Final Thoughts on this Trip
My first long-distance bike trips transformed many of my perceptions about people, places, and my place in the world. Our place of birth, upbringing, and lived experiences inform our perceptions of the world around us. Given the great diversity in lived experience among all people around the world, no person possesses a complete understanding of their own family or community, let alone a firm grasp on the people and places we are exposed to throughout our lives. The best we can do is to be open to learning and respecting the people and places we encounter along the way - knowing that our experience is but a single experience in a vast sea of reality. This is foundational to building a better humanity.
After accepting these terms, perceptions can change.
All travels can be informative if we decide to pay attention. Indeed, absorbing the world around us is easier when the travel takes some effort.
What appreciation a mountain can obtain only after being climbed. In the time it takes to ascend to the top, one cannot help but ponder how the substance of the mountain itself became organized in such a way, over a timescale so incomprehensible to human understanding. Sacrificial sweat falls to the ground only to evaporate into the air that swirls and blows across miles of vast terrain, constantly transforming the landscape as it has over millennia.
The desert ahead, once a liquid ocean of life, still teems with life, though foreign to the human eye.
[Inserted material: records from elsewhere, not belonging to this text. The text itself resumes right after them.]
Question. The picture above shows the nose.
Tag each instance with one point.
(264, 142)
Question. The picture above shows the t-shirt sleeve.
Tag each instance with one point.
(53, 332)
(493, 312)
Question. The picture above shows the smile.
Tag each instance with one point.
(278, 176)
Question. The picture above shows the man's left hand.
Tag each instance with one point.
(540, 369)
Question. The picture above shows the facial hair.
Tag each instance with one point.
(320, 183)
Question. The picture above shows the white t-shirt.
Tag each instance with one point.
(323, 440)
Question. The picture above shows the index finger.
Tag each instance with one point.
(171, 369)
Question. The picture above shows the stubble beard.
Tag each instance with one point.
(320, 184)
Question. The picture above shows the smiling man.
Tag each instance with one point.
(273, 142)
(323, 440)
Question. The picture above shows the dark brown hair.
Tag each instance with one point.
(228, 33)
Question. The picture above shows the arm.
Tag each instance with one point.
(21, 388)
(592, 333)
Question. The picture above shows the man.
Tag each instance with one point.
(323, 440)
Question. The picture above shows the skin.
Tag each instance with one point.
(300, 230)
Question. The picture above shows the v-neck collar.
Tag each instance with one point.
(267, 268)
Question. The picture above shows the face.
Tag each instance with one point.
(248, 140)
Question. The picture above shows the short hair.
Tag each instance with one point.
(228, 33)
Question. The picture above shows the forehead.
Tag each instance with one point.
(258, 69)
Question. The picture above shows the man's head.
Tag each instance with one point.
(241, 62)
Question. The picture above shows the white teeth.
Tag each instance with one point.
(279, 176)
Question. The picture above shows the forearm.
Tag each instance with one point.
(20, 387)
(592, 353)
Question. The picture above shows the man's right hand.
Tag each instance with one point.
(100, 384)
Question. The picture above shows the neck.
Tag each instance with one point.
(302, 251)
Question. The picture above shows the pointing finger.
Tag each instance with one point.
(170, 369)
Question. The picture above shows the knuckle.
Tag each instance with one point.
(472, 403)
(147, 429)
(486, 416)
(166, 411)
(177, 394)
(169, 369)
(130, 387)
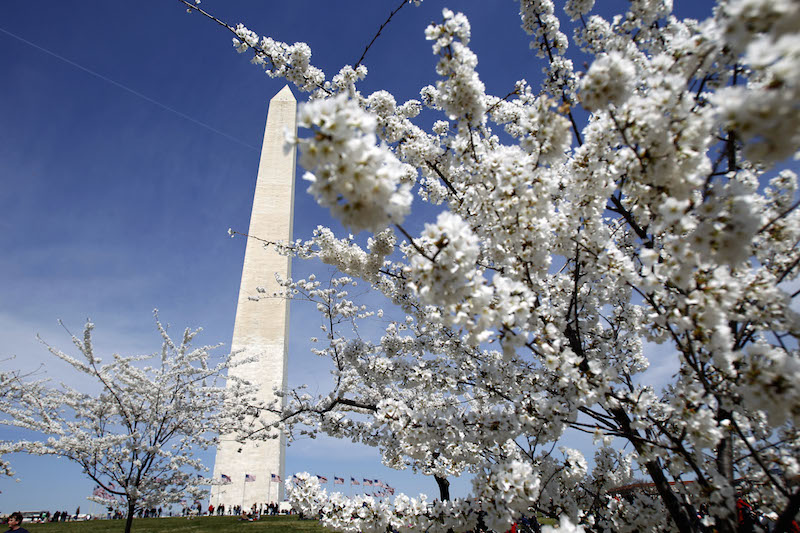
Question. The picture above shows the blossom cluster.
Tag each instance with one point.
(613, 253)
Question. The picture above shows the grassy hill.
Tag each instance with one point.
(203, 524)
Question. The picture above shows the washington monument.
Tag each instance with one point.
(253, 472)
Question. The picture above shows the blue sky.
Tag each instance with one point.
(124, 161)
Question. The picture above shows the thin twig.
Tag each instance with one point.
(393, 13)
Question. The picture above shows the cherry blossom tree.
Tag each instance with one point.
(137, 432)
(641, 203)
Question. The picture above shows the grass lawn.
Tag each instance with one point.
(203, 524)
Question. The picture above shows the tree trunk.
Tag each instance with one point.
(677, 511)
(444, 488)
(726, 522)
(129, 520)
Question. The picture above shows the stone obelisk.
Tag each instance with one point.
(249, 472)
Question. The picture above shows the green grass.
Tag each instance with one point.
(203, 524)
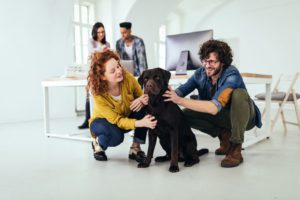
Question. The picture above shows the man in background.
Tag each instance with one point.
(131, 47)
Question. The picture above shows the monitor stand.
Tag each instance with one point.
(182, 63)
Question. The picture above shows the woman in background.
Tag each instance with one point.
(118, 106)
(96, 43)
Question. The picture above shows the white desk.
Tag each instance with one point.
(60, 82)
(248, 78)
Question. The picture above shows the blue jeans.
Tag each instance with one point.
(110, 135)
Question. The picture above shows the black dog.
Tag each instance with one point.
(176, 136)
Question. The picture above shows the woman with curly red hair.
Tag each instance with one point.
(118, 106)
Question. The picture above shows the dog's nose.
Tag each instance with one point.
(149, 85)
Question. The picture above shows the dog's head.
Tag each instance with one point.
(154, 81)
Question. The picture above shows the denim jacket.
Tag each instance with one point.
(230, 78)
(139, 54)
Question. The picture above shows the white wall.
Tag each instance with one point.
(35, 43)
(264, 35)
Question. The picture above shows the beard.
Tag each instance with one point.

What is unseen is often passed without consideration. Few study that which can be passed through so quickly. On a bike, the rapid pace is replaced with a study of the space. The noise of the road is a distraction from the destination. In a car, the noise is but a means to it.
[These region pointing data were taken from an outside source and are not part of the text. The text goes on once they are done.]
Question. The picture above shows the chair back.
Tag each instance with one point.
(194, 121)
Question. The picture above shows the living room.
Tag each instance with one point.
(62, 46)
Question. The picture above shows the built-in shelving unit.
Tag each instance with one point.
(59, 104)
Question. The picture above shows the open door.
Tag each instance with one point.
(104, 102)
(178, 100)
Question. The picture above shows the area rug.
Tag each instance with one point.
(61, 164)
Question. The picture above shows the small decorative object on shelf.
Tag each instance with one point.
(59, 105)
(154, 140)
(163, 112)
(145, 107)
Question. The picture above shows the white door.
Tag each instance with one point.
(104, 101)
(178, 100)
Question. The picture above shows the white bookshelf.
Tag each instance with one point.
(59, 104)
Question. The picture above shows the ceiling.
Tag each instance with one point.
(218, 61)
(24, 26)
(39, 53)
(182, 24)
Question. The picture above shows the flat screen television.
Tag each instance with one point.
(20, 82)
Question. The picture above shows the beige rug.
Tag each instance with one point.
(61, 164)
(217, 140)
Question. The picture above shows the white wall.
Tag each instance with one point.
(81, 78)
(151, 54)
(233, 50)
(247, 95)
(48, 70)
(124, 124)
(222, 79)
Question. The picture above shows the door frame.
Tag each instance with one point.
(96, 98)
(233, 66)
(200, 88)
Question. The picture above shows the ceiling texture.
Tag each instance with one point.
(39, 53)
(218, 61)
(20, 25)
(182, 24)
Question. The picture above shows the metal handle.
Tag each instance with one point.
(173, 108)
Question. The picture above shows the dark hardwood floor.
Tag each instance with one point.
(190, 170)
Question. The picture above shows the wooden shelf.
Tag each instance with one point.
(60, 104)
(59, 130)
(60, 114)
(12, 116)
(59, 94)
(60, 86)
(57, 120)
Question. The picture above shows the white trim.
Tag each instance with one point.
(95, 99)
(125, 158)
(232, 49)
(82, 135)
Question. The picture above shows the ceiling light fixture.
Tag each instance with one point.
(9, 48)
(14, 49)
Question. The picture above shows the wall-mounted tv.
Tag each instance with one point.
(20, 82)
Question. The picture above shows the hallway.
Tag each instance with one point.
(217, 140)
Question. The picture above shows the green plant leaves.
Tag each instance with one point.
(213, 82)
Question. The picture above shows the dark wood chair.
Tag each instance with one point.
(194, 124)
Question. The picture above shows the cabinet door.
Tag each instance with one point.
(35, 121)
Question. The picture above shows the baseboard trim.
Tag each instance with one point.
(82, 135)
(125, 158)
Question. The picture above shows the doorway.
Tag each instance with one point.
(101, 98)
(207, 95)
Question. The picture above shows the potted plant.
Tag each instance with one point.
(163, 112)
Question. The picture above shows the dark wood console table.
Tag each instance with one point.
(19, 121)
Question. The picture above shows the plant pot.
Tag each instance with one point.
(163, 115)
The exercise on a bike tour is not just an exercise in natural science. Social science lessons abound - again, if we pay attention.
Aggressive and linear, so out of place, the wall, already built, stretches along an arbitrary line through sand and rock. On either side, faded belongings, once clutched by human hands, children’s hands, show their exposure to harsh conditions. Remnants of people’s movement, restricted in so many ways, by other people. I, myself, a person, can, at any moment, withdraw my voluntary attendance in this arena, strewn with white trucks, checkpoints, and warnings. But others, people too, choose to traverse the expanse out of necessity to seek a life worth living. A life that I enjoy without the questions, interrogation, or fear of being shipped off like dangerous cargo. One that I have simply because of where I was born.
When perceptions change, actions do too. Our incorrect assumptions can become invalidated and, if we are willing, be reshaped. Isaac Asimov said it best, “Your assumptions are your windows on the world. Scrub them off every once in a while, or the light won't come in.” This opportunity that travel can provide holds much promise in improving humanity.
Many argue about what is good or bad for “our” society. Many make claims about “what needs to be done” to address this, that, or “them”. To be better, we need to be willing to be better people. We can’t look for things in the same places. We should get our news from our interactions in the world, not from a screen. We need to scrub off some of those dirty windows we look through.
For me, I’ll be scrubbing the desert dust off my bike.